Falluja, la città delle 60 moschee, è stata una eroica roccaforte della Resistenza Irachena contro l’invasione anglo-americana del 2003. Fu la prima città liberata dalla Resistenza e per questo venne attaccata in forze dagli anglo-americani nell’aprile 2004, e poi nuovamente nel novembre dello stesso anno. Falluja cadde dopo una resistenza eroica durata mesi e solo dopo che gli imperialisti rasero al suolo mezza città e usarono sistematicamente bombe al fosforo. Da allora Falluja è considerata città martire della Resistenza antimperialista. Ed oggi è di nuovo sotto attacco.

Il 23 maggio scorso il Primo ministro shiita iracheno Haider al-Abadi annunciava l’avvio dell’offensiva per prendere Falluja, roccaforte dello Stato islamico sin dal gennaio 2014, prima ancora che esse liberassero Mosul. Annunciando l’attacco al-Abadi dichiarava: “Si tratta di un’operazione storica. Non c’è altra opzione per il Daesh che la fuga”.

L’offensiva, lanciata da sud-ovest, sud-est e nord-ovest impegna, sotto il comando del generale Abdulwahab al-Saedi, (fonti di Baghdad, ma si sospetta siano il doppio) circa 30mila tra soldati, poliziotti e volontari di diverse milizie shiite. La sproporzione di forze è impressionante. Secondo il colonnello americano Steve Warren i combattenti dello Stato islamico in città oscillerebbero tra i 500 ed i 1000.

Questi combattenti stanno opponendo agli assedianti una resistenza accanita. Molto più forte di quella messa in campo a Ramadi, capitale della provincia di al-Anbar, riconquistata dagli shiiti nel dicembre scorso. A fine maggio le autorità di Baghdad annunciavano in pompa magna che Falluja stava per essere “definitivamente ripulita dai terroristi”. Oggi, 6 giugno, veniamo a sapere che gli assedianti sono invece ancora impaludati ai bordi del centro storico.

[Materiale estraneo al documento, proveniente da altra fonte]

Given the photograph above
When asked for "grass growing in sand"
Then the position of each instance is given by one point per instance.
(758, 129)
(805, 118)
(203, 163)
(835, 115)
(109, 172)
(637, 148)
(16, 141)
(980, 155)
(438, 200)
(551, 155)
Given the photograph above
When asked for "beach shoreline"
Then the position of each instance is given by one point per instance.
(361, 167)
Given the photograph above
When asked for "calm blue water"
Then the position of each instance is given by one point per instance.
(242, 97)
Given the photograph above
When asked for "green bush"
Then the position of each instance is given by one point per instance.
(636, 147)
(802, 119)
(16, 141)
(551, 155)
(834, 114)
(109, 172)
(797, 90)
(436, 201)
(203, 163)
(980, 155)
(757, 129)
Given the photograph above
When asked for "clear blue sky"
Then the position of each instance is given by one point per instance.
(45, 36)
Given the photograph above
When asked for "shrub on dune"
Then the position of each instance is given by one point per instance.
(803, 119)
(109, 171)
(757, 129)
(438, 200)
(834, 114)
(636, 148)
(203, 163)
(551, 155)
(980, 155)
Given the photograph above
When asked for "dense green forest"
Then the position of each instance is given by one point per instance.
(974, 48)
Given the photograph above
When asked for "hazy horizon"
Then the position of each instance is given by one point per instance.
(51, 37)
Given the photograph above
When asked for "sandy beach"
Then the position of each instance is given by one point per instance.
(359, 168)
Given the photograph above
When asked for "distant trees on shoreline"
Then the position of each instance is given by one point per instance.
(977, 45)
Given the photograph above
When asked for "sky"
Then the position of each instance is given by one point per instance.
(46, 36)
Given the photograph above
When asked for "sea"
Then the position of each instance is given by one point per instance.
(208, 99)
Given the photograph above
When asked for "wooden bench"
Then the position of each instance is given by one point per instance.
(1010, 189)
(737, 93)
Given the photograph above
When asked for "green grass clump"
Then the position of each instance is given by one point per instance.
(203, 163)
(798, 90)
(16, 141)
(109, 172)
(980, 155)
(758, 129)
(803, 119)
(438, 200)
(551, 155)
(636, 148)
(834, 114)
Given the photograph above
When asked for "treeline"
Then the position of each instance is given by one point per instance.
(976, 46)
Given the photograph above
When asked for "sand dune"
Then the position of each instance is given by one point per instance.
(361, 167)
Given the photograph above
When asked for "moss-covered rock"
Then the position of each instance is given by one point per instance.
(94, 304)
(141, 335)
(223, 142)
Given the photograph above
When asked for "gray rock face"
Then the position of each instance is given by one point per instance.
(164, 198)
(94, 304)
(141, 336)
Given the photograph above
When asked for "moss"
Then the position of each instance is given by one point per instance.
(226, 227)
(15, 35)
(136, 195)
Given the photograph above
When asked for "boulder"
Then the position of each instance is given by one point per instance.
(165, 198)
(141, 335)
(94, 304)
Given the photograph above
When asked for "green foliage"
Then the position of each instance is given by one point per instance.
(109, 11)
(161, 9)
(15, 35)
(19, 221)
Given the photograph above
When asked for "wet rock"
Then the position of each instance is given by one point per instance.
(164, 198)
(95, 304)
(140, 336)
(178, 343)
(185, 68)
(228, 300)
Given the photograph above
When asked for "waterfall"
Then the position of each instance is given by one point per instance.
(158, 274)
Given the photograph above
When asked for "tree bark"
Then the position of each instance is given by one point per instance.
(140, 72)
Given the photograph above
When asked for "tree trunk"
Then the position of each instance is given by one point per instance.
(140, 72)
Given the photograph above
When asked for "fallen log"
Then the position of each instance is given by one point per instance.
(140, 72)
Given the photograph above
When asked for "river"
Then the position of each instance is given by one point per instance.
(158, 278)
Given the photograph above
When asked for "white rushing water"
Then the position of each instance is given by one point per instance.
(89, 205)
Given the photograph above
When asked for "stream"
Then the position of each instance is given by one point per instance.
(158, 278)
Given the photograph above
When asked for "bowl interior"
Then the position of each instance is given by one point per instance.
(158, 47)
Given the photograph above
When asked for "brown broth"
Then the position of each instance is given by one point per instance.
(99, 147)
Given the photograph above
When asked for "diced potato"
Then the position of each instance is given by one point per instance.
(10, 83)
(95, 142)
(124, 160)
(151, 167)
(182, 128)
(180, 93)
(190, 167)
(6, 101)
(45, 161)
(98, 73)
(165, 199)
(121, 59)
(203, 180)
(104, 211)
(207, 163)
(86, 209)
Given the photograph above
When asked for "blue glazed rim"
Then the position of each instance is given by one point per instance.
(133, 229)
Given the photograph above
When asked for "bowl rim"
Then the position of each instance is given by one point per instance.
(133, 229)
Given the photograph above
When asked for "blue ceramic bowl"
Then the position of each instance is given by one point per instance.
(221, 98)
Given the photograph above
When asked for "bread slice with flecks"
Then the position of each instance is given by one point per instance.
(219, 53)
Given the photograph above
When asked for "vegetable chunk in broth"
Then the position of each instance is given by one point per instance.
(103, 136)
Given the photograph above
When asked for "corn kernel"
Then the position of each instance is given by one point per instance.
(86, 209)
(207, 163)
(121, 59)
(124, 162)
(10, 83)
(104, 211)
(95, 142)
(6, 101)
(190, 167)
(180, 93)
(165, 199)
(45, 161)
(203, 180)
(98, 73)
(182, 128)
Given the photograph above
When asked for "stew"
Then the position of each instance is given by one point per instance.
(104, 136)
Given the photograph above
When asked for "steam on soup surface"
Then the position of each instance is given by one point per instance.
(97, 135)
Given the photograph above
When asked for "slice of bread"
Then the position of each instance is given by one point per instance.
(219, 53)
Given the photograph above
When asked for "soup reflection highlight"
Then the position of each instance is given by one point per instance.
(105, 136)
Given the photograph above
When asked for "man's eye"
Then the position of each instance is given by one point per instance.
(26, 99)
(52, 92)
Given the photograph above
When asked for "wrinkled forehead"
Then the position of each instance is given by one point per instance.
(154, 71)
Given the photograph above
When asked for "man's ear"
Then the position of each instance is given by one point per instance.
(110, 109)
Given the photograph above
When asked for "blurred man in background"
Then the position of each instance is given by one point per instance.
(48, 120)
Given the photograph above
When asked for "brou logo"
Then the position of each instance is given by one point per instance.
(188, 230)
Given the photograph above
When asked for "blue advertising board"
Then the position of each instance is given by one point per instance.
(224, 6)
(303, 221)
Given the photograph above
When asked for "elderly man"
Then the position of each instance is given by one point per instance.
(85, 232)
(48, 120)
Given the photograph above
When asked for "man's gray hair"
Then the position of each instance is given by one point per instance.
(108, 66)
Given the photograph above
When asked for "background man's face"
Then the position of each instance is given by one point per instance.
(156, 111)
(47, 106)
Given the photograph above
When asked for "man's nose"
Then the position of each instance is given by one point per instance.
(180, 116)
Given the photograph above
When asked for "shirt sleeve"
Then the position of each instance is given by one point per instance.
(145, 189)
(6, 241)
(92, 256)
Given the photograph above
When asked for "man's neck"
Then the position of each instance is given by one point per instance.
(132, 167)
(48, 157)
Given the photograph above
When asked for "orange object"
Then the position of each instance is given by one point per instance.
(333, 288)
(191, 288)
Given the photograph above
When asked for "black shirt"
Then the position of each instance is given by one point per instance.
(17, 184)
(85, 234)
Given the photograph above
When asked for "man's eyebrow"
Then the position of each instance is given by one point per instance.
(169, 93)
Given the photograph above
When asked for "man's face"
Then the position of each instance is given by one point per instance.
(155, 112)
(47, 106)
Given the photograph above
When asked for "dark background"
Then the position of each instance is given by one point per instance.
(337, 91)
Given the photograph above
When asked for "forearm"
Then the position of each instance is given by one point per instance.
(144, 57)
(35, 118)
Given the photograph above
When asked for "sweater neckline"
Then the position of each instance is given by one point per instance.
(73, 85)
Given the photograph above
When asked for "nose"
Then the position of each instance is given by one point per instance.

Le forze armate statunitensi, su ordine della Casa Bianca e Pentagono, sono direttamente coinvolte nell’attacco, non solo offrendo copertura aerea logistica alle forze assedianti ma partecipando con bombardamenti massicci. Di più: l’offensiva per espugnare Falluja è stata anticipata e preparata da numerosi e martellanti raid aerei dal 14 al 20 maggio, ciò non solo allo scopo di smantellare le linee difensive approntate dallo Stato islamico e fiaccare le forze resistenti, ma con quello di seminare il terrore tra la popolazione della città martire e spingerla alla fuga dalla città. Una tattica consolidata per gli yankee: togli l’acqua attorno ai pesci.

C’è voluto quindi il pieno assenso e appoggio del Pentagono e della Casa Bianca affinché le autorità di Baghdad scatenassero l’inferno.

Nello stesso momento le truppe siriane di Assad, con l’appoggio diretto dell’aviazione russa (stessa tattica degli americani) stanno tentando l’assedio di Raqqa, cosiddetta capitale del Califfato. Qui il ruolo giocato dalle milizie shiite in Iraq è svolto da quelle curdo-siriane dello YPG, imparentate col PKK. Sì, le forze curde agiscono come una quinta colonna degli americani. E’ infatti noto che il Pentagono non solo dà assistenza militare allo YPG, ma li arma e li finanzia. Sono centinaia i mercenari USA stanziati nella zona di Rojava. Secondo fonti statunitensi i curdi hanno addirittura offerto al Pentagono di aprire in zona una base aerea.

Che abbiamo quindi? Abbiamo che contro lo Stato Islamico si è costituita una Santa alleanza imperialista che vede in combutta americani, russi e iraniani, sostenuti sul campo da milizie shiite e curde. Una Santa alleanza che certo è solo temporanea, che andrà in pezzi non appena essa avrà avuto ragione del califfato. Ogni contraente di questa Santa alleanza ha il suo proprio disegno geopolitico, il suo proprio miserabile tornaconto. Per adesso sono uniti nel fare fuori quello che si presenta come il principale ostacolo ai loro pur configgenti appetiti egemonici.

Abbiamo detto, e non una volta sola, che siamo contrari alle concezioni ed alle pratiche takfire dello Stato islamico. Ma gli oppressi di tutto il mondo non hanno nulla da guadagnare da una vittoria della crociata della Santa alleanza imperialista.